Husband’s rating: 4 out of 5
Addie’s rating: 4 out of 5
My rating: 4 out of 5

Red bean milk bread

This soft, fluffy milk bread is filled with sweetened azuki (red) beans. It's one of my favorite Asian bread recipes to date!
Prep Time45 mins
Cook Time45 mins
Resting time2 hrs
Total Time3 hrs 30 mins
Course: Breakfast
Cuisine: Asian
Keyword: Bread, Breakfast
Servings: 2 loaves
Author: Eva Bakes

Ingredients

  • cup heavy cream room temperature
  • 1 cup plus 1 Tablespoon milk room temperature
  • 1 large egg room temperature
  • cup granulated sugar
  • ½ cup cake flour If you can't find cake flour, use all-purpose flour. Remove one Tablespoon of the flour and replace it with 1 Tablespoon of corn starch.
  • 3 and ½ cups bread flour
  • 1 Tablespoon active dry yeast
  • 1 and ½ teaspoons salt
  • ½ can sweetened red bean paste You can find this at your Asian grocery store and sometimes in the international aisle at your local grocery store
  • 1 egg for an egg wash

Instructions

  • In the bowl of a stand mixer fitted with the dough hook attachment or in a large bowl if mixing by hand, add the ingredients in the following order: heavy cream, milk, egg, sugar, cake flour, bread flour, yeast, and salt. Mix on low speed until the ingredients all come together and leave the machine on to mix for another 10-15 minutes.

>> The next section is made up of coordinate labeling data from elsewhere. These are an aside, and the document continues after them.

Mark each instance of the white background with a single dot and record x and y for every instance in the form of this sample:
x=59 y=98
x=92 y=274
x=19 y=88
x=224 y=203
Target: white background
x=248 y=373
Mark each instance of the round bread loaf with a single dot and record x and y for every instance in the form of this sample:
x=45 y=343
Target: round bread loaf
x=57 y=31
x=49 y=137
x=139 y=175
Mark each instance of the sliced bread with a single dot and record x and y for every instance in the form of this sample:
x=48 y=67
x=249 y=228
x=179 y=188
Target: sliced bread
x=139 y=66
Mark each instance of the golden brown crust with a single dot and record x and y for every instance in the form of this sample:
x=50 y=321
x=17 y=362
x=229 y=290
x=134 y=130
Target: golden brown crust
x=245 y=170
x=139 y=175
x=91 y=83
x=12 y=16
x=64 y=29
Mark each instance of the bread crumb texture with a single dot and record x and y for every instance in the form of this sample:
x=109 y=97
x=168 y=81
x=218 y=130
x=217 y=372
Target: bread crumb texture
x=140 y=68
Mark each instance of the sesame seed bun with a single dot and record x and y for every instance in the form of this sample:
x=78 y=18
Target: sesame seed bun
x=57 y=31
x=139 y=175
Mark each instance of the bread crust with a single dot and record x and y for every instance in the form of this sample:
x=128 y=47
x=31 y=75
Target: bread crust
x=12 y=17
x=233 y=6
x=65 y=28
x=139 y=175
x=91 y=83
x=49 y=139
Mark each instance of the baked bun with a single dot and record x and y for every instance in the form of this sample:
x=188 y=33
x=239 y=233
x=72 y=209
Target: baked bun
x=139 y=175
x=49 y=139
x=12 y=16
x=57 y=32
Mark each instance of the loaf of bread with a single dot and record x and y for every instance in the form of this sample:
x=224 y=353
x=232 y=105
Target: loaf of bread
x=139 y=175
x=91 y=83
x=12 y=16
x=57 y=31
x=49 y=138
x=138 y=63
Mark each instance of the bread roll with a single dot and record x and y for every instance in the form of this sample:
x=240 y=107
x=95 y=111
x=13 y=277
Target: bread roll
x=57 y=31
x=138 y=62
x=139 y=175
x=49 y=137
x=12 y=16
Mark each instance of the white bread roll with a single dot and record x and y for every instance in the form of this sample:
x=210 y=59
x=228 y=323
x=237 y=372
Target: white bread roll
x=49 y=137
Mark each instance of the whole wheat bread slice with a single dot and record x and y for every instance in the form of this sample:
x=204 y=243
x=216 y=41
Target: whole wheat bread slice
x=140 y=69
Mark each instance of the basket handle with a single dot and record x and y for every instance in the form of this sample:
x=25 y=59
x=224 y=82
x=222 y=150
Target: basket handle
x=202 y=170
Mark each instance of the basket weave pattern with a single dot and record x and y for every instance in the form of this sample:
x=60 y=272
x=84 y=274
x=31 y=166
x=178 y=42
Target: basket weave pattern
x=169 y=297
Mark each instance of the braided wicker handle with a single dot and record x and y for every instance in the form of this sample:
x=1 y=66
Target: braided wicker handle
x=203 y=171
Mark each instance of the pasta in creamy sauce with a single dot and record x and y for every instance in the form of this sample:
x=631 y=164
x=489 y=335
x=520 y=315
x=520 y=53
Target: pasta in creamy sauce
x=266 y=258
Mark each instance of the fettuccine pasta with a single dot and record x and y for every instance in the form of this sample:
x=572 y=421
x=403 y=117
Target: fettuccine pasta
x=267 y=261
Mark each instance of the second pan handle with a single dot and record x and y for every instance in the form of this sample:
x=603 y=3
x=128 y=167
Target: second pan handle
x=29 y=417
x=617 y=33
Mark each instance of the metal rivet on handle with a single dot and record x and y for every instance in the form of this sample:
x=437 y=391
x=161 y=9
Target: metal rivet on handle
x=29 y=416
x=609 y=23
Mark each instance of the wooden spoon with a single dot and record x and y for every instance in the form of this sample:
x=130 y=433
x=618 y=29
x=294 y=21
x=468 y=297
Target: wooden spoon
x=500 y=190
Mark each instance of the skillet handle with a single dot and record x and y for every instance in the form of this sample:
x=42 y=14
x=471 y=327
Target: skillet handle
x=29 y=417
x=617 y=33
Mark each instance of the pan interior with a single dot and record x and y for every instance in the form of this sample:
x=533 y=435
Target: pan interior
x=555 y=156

If the dough is too sticky and sticks to the bottom or sides of the bowl, you can add some more flour, about ¼ cup at a time. Don't over-flour the dough or else your bread will be dense and hard. Your final dough should be soft and pliable - it will be tacky but not stick to your hands. If mixing by hand, knead for a good 15-20 minutes.
  • Transfer the dough to a well-oiled bowl. Cover with a damp cloth or a sheet of plastic wrap and place in a warm spot to rise. It should double in about an hour or so. I put my dough in the oven and turned on the bread proofing function and it rose in less than an hour.
  • Generously grease two 9"x5" loaf pans and set aside.
  • Transfer your dough to a lightly floured surface and divide the dough in half. Take one half of the dough and roll it out to a large rectangle. Spread some of the red bean paste onto the dough, leaving at least a 1 inch border untouched. Do not spread on too much red bean paste or you will have a huge mess on your hands later.
  • Fold the dough into thirds, like a letter and make sure to pinch the ends shut. Otherwise, your red bean will ooze everywhere as you go on to the next step.
  • Roll the dough out into a large rectangle like you did before. Fold it again into thirds like a letter, and roll it out one more time into a large rectangle.
  • Using a sharp knife or a bench scraper, cut your dough into 3 long strips. Braid the dough, cut-side up. Tuck the ends underneath and place the dough into your prepared loaf pan. Repeat with the other half of the dough.
  • Cover the dough with a damp towel and place it in a warm place to rise once more. Again, I put my dough into the oven in the bread proofing mode and the bread rose in about an hour.
  • Preheat your oven to 350°F. Brush the top of your dough with the egg wash. Bake in your preheated oven for 35-45 minutes or until the bread is golden. If desired, you can brush the top with a simple syrup (equal parts water and granulated sugar - melted over a stove or in the microwave).
  • Allow the bread to cool before slicing and serving.

Notes

Leftover bread should be stored in an airtight container at room temperature or in the refrigerator. It will keep for several days.